McElhatton convinced the bank's board to back the massive project despite the company's financial woes, says Brendan Cook, who was a senior member of Midland's IT staff at the time and now serves as managing director of HSBC Group's global credit-card business. The board's faith was rewarded when Midland returned to health. "He's got a combination of an understanding of the technology with excellent project-management capabilities, but also--and this is the key thing--knows how to sell that into an organization," Cook says.

Former MasterCard CEO Eugene Lockhart, who worked with McElhatton at Midland, tapped him for the CIO job in 1994. Under McElhatton's leadership, MasterCard's IT organization has updated every one of its major systems to improve flexibility, migrating legacy apps to a Unix environment backed by Oracle and IBM databases. McElhatton's team redesigned existing applications, including MasterCard's core system for authorizing, clearing, and settling credit-card transactions. It then established links between those apps and an updated security and risk-management system and a new data warehouse built to supply better visibility into transactional data.

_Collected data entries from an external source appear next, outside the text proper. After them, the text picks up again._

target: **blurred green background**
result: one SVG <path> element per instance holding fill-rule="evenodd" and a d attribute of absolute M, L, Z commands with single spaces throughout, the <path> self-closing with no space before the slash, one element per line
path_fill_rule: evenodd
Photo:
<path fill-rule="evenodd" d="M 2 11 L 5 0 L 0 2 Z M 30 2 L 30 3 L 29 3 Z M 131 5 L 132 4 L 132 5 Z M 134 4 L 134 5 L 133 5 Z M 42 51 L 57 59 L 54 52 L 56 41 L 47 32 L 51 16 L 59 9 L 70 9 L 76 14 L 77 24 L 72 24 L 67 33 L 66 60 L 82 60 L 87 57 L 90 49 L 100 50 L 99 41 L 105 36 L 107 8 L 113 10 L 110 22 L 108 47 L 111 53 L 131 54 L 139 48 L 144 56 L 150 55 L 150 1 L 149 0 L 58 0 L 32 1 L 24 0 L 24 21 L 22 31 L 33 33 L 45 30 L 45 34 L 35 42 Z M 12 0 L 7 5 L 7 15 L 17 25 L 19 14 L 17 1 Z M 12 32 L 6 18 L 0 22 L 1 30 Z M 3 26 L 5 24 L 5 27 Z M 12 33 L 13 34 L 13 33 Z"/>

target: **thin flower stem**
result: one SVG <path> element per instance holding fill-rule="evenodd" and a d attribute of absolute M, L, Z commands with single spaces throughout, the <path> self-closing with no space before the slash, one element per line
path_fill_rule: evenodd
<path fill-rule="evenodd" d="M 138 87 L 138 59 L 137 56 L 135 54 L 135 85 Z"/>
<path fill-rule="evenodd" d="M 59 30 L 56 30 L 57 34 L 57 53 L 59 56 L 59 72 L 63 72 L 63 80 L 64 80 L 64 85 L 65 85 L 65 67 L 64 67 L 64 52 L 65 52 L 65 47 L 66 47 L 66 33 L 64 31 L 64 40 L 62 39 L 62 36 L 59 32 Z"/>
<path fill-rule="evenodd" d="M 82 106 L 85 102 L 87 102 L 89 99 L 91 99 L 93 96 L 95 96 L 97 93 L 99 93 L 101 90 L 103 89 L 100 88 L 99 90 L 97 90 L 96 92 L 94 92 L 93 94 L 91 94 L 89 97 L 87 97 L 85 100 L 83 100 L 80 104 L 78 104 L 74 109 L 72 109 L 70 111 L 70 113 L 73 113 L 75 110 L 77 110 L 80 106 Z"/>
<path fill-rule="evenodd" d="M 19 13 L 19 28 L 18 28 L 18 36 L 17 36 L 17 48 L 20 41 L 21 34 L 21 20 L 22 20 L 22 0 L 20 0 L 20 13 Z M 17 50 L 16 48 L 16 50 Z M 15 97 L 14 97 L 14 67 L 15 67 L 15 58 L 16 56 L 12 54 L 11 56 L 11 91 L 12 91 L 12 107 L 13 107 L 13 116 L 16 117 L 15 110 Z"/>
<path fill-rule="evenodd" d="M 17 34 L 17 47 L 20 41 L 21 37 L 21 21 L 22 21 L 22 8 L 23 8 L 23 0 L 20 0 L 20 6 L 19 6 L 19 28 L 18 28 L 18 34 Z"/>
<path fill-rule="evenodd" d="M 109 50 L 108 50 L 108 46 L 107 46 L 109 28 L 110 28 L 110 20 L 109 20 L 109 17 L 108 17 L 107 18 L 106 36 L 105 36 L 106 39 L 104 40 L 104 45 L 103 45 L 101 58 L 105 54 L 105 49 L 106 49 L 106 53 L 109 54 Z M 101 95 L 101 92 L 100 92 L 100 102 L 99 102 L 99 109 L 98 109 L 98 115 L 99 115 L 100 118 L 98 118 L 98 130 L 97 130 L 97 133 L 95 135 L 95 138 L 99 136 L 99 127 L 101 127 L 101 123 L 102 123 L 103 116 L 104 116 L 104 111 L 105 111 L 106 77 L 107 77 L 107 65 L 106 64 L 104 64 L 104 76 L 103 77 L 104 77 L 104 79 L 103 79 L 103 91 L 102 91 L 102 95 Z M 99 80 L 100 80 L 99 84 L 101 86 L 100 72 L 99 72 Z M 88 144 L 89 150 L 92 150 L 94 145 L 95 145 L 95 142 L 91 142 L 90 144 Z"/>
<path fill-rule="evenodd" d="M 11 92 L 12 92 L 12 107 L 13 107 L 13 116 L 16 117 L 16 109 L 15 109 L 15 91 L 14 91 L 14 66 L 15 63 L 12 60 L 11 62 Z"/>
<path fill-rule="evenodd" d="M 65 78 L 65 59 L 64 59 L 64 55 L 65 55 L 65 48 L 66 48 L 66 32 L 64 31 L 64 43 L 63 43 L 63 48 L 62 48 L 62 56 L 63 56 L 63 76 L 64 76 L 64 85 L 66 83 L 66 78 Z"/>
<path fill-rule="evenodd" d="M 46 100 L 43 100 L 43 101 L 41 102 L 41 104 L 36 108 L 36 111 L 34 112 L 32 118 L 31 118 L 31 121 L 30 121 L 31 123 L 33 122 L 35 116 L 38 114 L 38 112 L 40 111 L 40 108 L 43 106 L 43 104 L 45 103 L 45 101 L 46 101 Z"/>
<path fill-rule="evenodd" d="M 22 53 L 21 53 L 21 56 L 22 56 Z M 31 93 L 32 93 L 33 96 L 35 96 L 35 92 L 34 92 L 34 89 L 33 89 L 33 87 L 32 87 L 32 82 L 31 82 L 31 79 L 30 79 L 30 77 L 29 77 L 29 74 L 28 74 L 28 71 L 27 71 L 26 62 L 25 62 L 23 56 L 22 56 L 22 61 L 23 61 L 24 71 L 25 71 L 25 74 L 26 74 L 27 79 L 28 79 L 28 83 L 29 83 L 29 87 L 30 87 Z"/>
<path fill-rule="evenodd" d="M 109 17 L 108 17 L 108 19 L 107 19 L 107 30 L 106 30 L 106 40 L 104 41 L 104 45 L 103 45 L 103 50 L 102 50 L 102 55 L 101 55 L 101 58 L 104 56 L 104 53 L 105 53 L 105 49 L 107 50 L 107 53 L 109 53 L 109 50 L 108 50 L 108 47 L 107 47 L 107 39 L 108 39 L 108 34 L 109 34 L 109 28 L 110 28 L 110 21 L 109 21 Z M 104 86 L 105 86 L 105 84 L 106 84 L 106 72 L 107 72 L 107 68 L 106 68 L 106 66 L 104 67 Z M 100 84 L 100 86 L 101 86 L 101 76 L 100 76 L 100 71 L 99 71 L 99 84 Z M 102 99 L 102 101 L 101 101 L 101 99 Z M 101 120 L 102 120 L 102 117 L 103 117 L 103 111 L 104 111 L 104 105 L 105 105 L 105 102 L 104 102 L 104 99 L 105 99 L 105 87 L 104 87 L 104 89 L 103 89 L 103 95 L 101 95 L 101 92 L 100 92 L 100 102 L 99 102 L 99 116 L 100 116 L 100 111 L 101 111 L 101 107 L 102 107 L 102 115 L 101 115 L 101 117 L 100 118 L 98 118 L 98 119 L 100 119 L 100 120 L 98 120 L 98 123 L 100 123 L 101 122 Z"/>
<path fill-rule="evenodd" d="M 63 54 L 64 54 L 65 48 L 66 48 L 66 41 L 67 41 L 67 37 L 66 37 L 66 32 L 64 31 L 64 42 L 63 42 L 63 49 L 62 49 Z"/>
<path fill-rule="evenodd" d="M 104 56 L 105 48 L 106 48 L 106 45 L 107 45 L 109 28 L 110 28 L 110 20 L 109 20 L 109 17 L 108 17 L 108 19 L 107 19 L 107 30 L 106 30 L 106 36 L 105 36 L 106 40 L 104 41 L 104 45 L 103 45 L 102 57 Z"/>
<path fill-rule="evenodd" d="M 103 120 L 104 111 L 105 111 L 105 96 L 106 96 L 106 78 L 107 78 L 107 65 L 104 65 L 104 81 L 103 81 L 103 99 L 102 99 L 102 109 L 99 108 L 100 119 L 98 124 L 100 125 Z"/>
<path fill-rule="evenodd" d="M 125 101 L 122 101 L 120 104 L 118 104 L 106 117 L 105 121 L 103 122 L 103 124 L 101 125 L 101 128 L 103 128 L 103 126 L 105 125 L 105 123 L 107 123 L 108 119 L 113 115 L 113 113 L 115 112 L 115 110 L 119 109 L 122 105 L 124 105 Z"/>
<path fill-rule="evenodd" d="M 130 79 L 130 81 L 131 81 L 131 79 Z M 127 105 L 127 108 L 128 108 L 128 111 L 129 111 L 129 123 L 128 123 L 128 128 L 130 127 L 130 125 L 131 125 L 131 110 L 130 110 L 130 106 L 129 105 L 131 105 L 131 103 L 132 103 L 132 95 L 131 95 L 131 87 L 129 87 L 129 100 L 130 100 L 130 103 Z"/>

McElhatton expects his team to deliver projects on time and on budget and is an expert at encouraging accountability without blame, says Lowell Mattox, VP of internal technology at MasterCard since 1997. "When you're working with Jerry, it's never about who's fault something was," Mattox says. "It's about what went wrong and how we avoid it again."

Because so much of the business revolves around customer satisfaction, McElhatton admits he's hesitant about taking risks with unproven technologies. "When you go to use your credit card, if it doesn't work, then your card goes to what we call the 'back of the wallet,'" he says. "We never want that to happen." Yet he still sees the value of adopting leading-edge technologies in some cases. MasterCard is preparing to go live with credit cards equipped with radio-frequency identification chips that can be waved in front of registers equipped with readers to speed up the checkout process.

McElhatton's technology expertise spills into his personal life. A model-train buff, he goes to trade shows to learn about software for automating model-train operations and managing his collection inventory. He uses computer-aided design tools for building complex displays. And he plans to devote a room to his model trains in the Dallas-area home he and his wife, Jane, are building to live in after his expected retirement next year.

His staff is already bracing for the retirement. Says Mattox: "He's going to be a hard act to follow." A cliché, for sure, but as true as a Jerryism.